Difficulties in implementing efficient web crawler
There are two important characteristics of the Web that makes Web crawling a very difficult task:
1. Large volume of Web pages: A large volume of web pages implies that web crawler can only download a fraction of the web pages at any time and hence it is critical that web crawler should be intelligent enough to prioritize download.
2. Rate of change on web pages. Another problem with today’s dynamic world is that web pages on the internet change very frequently. As a result, by the time the crawler is downloading the last page from a site, the page may change, or a new page may be added to the site.
A bare minimum crawler needs at least these components:
1. URL frontier: To store the list of URLs to download and also prioritize which URLs should be crawled first.
2. HTTP Fetcher: To retrieve a web page from the server.
3. Extractor: To extract links from HTML documents.
4. Duplicate Eliminator: To make sure the same content is not extracted twice unintentionally.
5. Datastore: To store retrieved pages, URLs, and other metadata.
Let’s discuss these components one by one, and see how they can be distributed onto multiple machines:
1. The URL frontier: The URL frontier is the data structure that contains all the URLs that remain to be downloaded. We can crawl by performing a breadth-first traversal of the Web, starting from the pages in the seed set. Such traversals are easily implemented by using a FIFO queue.
Since we’ll be having a huge list of URLs to crawl, we can distribute our URL frontier into multiple servers. Let’s assume on each server we have multiple worker threads performing the crawling tasks.

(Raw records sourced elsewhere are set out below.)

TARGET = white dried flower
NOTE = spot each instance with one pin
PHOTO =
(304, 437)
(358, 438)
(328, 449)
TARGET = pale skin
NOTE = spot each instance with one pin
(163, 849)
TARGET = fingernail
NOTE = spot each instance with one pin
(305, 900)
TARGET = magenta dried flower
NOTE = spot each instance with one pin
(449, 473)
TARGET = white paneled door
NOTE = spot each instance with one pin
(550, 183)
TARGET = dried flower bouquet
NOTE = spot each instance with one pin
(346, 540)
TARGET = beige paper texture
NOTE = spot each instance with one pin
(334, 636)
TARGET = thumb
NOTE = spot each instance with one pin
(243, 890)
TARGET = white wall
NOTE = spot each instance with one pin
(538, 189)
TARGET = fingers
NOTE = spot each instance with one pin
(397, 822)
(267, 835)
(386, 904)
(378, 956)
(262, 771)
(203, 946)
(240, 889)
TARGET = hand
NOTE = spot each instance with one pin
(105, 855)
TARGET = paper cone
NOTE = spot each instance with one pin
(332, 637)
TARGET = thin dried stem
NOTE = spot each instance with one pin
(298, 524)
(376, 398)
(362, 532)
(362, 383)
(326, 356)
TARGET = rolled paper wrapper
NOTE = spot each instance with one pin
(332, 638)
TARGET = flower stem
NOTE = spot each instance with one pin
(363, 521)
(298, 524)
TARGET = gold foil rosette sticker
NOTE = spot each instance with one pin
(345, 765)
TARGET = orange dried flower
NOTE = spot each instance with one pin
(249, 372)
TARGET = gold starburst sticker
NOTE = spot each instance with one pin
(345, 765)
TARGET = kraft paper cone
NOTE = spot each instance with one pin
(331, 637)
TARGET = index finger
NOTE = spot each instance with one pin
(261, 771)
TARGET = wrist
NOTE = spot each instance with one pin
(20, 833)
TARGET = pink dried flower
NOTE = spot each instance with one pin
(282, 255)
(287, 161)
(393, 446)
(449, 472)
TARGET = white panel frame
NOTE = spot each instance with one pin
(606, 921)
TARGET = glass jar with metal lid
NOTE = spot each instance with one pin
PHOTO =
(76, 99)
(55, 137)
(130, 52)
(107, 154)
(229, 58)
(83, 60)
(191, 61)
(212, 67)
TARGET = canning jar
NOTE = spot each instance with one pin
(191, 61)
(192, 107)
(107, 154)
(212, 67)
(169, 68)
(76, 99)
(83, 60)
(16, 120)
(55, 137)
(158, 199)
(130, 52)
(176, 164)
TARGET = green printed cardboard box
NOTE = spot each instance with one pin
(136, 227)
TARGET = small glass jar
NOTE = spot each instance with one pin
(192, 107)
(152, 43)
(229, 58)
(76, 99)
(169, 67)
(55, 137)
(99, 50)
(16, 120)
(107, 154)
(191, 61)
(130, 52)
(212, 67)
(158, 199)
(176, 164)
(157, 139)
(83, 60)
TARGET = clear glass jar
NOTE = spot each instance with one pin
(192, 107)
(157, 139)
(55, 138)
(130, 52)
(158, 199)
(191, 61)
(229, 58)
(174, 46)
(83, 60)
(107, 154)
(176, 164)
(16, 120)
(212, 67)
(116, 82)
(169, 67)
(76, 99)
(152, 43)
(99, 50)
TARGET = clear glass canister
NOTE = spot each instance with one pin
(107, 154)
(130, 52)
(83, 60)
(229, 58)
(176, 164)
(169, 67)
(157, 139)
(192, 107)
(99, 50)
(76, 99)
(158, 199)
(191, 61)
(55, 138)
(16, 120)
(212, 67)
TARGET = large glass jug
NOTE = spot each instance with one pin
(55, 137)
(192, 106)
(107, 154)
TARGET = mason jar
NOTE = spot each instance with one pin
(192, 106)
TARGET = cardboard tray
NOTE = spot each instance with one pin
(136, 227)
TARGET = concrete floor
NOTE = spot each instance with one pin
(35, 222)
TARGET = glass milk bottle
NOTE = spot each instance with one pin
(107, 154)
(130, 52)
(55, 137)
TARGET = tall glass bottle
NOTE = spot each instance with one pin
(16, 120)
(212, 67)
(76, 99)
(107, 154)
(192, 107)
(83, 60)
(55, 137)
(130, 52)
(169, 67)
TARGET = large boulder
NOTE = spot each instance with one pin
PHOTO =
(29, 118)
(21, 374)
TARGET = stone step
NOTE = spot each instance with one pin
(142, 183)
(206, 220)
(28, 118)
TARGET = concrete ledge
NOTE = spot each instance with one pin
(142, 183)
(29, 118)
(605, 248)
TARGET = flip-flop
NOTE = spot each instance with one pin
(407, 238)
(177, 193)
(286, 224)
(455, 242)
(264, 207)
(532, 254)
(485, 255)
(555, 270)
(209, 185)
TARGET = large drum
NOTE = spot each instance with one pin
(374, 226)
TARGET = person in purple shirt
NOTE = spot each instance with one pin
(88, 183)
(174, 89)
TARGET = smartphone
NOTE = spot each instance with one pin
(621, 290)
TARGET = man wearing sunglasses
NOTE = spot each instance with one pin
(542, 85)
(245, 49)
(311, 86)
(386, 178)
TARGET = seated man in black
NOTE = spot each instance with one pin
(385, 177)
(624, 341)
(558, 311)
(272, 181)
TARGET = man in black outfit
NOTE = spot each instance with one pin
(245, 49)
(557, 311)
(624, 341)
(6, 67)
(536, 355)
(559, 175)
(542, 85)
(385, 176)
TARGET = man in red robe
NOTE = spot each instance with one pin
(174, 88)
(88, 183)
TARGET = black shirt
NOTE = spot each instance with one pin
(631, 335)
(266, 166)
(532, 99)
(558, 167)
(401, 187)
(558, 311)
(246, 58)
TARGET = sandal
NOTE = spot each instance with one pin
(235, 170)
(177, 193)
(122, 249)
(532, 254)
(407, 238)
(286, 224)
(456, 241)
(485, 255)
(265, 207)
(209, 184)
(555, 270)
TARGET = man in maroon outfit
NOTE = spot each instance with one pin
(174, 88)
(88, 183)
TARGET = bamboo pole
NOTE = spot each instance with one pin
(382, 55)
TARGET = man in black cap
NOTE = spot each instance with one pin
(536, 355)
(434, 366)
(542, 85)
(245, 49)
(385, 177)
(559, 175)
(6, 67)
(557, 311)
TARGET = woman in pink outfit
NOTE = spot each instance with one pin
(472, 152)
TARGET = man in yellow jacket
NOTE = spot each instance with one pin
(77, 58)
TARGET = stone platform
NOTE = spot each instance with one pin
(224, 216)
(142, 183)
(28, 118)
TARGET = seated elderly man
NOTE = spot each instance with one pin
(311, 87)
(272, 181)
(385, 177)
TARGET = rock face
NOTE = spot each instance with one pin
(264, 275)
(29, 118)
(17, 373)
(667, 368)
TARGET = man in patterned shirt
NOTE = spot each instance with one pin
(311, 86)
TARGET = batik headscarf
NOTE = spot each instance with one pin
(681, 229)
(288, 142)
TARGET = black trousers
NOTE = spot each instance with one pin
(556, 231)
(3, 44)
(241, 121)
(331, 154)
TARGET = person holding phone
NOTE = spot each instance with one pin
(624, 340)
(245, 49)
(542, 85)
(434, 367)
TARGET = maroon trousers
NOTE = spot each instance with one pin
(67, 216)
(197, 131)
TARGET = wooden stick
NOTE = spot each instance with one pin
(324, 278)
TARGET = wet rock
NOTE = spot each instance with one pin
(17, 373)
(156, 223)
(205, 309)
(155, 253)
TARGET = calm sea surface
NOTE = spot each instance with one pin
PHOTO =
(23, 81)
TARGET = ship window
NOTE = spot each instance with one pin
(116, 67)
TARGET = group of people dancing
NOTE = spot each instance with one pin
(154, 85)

Let’s also assume that our hash function maps each URL to a server which will be responsible for crawling it.
Following politeness requirements must be kept in mind while designing a distributed URL frontier:
- Our crawler should not overload a server by downloading a lot of pages from it.
- We should not have multiple machines connecting a web server.
To implement this politeness constraint our crawler can have a collection of distinct FIFO sub-queues on each server. Each worker thread will have its separate sub-queue, from which it removes URLs for crawling. When a new URL needs to be added, the FIFO sub-queue in which it is placed will be determined by the URL’s canonical hostname. Our hash function can map each hostname to a thread number. Together, these two points imply that, at most, one worker thread will download documents from a given Web server and also, by using FIFO queue, it’ll not overload a Web server.
How big will our URL frontier be? The size would be in the hundreds of millions of URLs. Hence, we need to store our URLs on a disk. We can implement our queues in such a way that they have separate buffers for enqueuing and dequeuing. Enqueue buffer, once filled, will be dumped to the disk, whereas dequeue buffer will keep a cache of URLs that need to be visited; it can periodically read from disk to fill the buffer.
2. The fetcher module: The purpose of a fetcher module is to download the document corresponding to a given URL using the appropriate network protocol like HTTP. As discussed above, webmasters create robot.txt to make certain parts of their websites off limits for the crawler. To avoid downloading this file on every request, our crawler’s HTTP protocol module can maintain a fixed-sized cache mapping host-names to their robot’s exclusion rules.
3. Document input stream: Our crawler’s design enables the same document to be processed by multiple processing modules. To avoid downloading a document multiple times, we cache the document locally using an abstraction called a Document Input Stream (DIS).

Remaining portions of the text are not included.